I do not think this is simply a disconnection between brands and consumers. It is not just a matter of sales either. What I see is a certain tiredness around fashion. Not everywhere, of course, but in part of the system. Some images feel already seen. Some collections seem to speak a language we know too well. The surprise, the desire, the sense of something truly recognizable, sometimes appear weaker than they used to be.

This is why many people now look at major fashion brands with more distance. They no longer want only the image, or the logo, or the atmosphere around a brand. They want to understand whether there is still a real identity behind a garment, a collection, a creative direction. Luxury is changing because the public is changing. People are no longer satisfied with belonging to a brand. They want something that feels closer to their own idea of themselves.

This was the starting point of my conversation with Giulia Allegretto.

Giulia’s first thought is very direct: today she sees less personality. Not because young people are not interested in fashion, but because many of them are caught inside the speed of social media. A detail appears, someone influential wears it, an image circulates, and suddenly it becomes a reference for everyone. Taste no longer comes only from fashion houses. It also comes from feeds, creators, trends, repeated images, small signals that move quickly and shape the way people dress.

She remembers a time when people seemed more different from one another. Some were elegant, some sporty, some informal, some eccentric. Today, many identities seem to pass through the same filters. They are easy to recognize, but not always truly personal.

For Giulia, this is the point: personal identity matters more than brand identity. A brand can have history, strength and visibility, but if the person wearing it has no real personality, everything remains on the surface. Clothes need someone capable of giving them life.

GALLERY

Click on the images to enlarge them.

 

WORK IN PROGRESS

Giulia also sent me some images of the work she is preparing for Pitti Immagine Uomo 110. They are not campaign images. They are not finished looks. They are pieces of a process: fabric, stitching, tailoring details, construction.

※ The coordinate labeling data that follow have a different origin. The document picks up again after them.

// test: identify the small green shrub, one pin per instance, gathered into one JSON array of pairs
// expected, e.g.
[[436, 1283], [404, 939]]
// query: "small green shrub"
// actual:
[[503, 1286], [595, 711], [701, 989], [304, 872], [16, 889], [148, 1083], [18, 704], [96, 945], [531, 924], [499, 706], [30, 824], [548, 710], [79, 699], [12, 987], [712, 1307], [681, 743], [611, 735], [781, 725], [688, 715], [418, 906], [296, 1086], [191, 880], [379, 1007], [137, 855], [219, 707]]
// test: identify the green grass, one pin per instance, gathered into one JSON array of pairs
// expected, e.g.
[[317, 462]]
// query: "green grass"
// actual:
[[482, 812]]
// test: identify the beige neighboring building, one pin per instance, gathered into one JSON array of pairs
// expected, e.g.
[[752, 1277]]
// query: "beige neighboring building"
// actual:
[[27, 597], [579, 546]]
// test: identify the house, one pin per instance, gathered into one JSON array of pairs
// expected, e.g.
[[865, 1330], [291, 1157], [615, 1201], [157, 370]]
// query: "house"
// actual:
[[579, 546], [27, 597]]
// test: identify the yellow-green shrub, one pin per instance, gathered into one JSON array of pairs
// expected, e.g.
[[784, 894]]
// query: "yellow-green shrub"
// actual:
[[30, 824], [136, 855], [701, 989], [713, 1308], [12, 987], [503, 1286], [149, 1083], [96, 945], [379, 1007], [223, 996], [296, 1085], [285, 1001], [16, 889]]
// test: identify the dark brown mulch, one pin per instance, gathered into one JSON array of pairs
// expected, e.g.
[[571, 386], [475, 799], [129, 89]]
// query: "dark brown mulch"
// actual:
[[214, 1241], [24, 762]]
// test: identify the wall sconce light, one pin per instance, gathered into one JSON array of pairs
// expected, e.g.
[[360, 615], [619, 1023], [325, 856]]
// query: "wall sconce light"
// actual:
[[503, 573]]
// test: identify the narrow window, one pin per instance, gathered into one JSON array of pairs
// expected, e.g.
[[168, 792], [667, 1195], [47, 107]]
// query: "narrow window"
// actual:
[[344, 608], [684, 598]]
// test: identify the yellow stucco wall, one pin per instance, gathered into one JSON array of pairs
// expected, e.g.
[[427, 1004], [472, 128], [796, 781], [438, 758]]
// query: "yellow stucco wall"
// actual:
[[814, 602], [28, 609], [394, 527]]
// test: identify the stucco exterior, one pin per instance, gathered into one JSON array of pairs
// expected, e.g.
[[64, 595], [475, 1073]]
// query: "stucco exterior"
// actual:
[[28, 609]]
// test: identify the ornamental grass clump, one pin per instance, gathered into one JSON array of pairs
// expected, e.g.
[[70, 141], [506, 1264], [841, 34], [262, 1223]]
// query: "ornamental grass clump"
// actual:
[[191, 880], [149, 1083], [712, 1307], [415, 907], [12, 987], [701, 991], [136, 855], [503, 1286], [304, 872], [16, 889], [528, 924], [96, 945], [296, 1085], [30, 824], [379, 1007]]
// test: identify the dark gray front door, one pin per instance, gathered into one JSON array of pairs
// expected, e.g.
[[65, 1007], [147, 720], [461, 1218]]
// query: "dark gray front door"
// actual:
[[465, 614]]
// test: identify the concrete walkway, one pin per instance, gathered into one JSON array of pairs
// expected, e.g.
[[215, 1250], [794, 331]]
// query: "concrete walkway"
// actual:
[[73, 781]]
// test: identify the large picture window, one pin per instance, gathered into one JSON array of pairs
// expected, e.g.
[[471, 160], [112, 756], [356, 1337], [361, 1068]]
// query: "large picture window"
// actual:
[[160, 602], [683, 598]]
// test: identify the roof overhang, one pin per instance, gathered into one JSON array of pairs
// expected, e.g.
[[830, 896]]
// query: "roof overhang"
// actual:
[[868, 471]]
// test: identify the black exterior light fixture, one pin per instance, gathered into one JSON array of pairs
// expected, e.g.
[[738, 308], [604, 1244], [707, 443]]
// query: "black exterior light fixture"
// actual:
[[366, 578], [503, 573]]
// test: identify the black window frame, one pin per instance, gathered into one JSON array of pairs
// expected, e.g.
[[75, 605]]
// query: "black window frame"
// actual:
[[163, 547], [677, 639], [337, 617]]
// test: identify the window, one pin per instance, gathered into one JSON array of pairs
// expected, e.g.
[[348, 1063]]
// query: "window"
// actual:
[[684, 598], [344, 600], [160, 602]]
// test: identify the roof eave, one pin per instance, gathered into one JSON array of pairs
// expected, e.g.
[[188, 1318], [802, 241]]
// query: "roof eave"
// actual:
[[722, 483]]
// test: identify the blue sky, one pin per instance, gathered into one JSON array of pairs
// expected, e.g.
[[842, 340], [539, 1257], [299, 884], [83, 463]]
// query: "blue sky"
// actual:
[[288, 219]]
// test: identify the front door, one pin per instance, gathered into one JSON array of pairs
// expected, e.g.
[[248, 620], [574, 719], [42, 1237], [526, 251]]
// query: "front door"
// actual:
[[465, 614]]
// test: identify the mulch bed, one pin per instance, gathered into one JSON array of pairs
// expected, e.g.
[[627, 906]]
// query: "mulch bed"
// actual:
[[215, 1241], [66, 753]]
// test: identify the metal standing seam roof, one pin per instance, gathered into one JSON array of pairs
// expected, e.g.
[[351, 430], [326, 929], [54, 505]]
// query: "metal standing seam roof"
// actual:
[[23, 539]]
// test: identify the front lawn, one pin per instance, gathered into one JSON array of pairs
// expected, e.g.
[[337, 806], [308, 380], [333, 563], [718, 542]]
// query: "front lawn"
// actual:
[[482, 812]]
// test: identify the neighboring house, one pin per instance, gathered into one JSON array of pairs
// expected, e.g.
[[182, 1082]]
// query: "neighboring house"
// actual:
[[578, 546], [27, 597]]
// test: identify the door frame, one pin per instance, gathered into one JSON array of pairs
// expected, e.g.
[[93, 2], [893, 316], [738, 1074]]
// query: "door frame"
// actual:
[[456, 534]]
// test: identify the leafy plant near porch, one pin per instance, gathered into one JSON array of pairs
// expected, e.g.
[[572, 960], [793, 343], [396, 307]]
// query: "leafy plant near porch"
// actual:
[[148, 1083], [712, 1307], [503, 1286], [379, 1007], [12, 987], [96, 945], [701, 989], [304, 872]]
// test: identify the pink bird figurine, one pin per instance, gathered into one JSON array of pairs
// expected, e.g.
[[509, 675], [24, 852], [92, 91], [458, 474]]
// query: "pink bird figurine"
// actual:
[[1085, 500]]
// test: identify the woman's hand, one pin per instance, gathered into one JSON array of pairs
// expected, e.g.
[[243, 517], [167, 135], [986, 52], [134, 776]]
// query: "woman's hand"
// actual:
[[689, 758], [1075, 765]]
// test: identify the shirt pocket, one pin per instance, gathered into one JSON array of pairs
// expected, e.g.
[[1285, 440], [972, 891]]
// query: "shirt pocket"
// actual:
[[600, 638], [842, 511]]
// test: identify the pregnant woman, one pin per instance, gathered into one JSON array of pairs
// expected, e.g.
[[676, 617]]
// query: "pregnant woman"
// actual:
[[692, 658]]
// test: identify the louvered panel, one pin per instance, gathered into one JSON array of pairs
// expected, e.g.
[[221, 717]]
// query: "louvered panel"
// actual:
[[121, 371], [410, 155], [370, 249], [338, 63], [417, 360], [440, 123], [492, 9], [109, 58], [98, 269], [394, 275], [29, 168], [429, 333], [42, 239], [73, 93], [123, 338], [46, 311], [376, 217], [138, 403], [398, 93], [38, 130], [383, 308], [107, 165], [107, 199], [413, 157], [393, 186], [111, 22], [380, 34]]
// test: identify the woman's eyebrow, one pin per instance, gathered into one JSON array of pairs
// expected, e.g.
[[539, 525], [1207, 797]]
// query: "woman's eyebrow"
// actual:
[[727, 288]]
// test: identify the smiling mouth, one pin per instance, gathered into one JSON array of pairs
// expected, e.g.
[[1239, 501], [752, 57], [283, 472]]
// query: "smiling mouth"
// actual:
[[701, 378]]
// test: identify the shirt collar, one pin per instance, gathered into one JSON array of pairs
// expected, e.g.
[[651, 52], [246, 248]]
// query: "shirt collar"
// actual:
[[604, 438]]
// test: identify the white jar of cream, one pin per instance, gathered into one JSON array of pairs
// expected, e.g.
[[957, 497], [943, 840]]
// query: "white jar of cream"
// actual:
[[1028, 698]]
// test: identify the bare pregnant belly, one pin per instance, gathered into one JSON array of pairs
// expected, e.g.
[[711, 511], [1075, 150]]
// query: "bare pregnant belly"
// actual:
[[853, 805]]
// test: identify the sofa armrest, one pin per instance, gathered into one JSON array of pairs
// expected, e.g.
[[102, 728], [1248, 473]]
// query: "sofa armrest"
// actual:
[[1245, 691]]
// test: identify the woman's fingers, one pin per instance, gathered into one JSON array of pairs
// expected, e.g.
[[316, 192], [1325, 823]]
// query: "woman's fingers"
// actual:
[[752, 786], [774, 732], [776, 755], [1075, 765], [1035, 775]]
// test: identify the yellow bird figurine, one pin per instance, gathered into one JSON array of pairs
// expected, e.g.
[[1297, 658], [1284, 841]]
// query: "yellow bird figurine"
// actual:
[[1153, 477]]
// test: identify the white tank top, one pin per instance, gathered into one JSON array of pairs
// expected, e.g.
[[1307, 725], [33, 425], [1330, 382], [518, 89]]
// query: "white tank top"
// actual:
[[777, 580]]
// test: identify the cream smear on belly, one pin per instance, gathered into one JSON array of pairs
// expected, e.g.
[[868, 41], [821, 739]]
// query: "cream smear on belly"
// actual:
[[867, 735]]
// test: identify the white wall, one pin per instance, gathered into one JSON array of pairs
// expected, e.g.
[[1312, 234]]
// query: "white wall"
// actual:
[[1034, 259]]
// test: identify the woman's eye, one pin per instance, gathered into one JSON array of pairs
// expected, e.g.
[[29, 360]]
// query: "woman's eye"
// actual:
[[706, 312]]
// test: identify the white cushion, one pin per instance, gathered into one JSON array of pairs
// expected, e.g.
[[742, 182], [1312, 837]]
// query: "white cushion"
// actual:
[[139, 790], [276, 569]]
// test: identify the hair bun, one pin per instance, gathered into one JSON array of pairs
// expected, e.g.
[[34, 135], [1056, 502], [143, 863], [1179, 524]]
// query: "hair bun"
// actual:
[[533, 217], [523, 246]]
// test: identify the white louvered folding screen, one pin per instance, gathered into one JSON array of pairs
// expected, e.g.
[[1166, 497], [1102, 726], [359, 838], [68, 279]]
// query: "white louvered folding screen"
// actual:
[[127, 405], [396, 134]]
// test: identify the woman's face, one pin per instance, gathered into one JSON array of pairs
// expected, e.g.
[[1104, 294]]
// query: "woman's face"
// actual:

These images say something that a finished photograph often hides. Before the look, before the styling, before communication, there is the hand. There is the material. There is time. Looking at these jackets while they are still being made, her idea of fashion becomes clearer. It is not only about drawing clothes. It is about giving shape to an intention through fabric, proportion and precision.

Giulia has grown in a real working environment, close to experience, manual skill and personal vision. Beside her father, Tito Allegretto, she has developed her eye, her sensitivity, and that ability to turn a simple detail into something recognizable.

When she talks about her father, her voice changes. She does not describe him only as a master, but almost as a way of seeing things. Watching him work, she says, means understanding that everything starts from the fabric, from the cut, from the fit, from the ability to make something apparently simple become special.

Her path seems clear: doing things in her own way, following instinct, heart and personal taste, without adapting too much to what everyone else is doing. Only like this, she says, can something personal be built.

The word that remains is countercurrent.

For Giulia, elegance has nothing to do with showing off. Elegance means staying close to who you are. It means communicating something without disappearing into the crowd. Sometimes very little is enough: a detail, a gesture, a small difference. It does not need to shout. It needs to be recognizable.

Her idea of fashion goes against the speed of the moment. She is not looking for noise, spectacle or immediate effect. She is interested in clothes that people can feel, recognize and wear with care.

Style, for her, is not simply being fashionable. It is personality, identity and passion. It is the choice not to do exactly what everyone else is doing.

Not perfect. Not loud. But recognizable.

When she imagines fashion that can last over time, she thinks of something essential, well made, coherent, not trapped inside the trend of the moment. A way of working where quality matters more than quantity.

And when she has to sum up her vision in three words, she chooses: essential, coherent, authentic.

Three simple words that, today, sound almost like a position.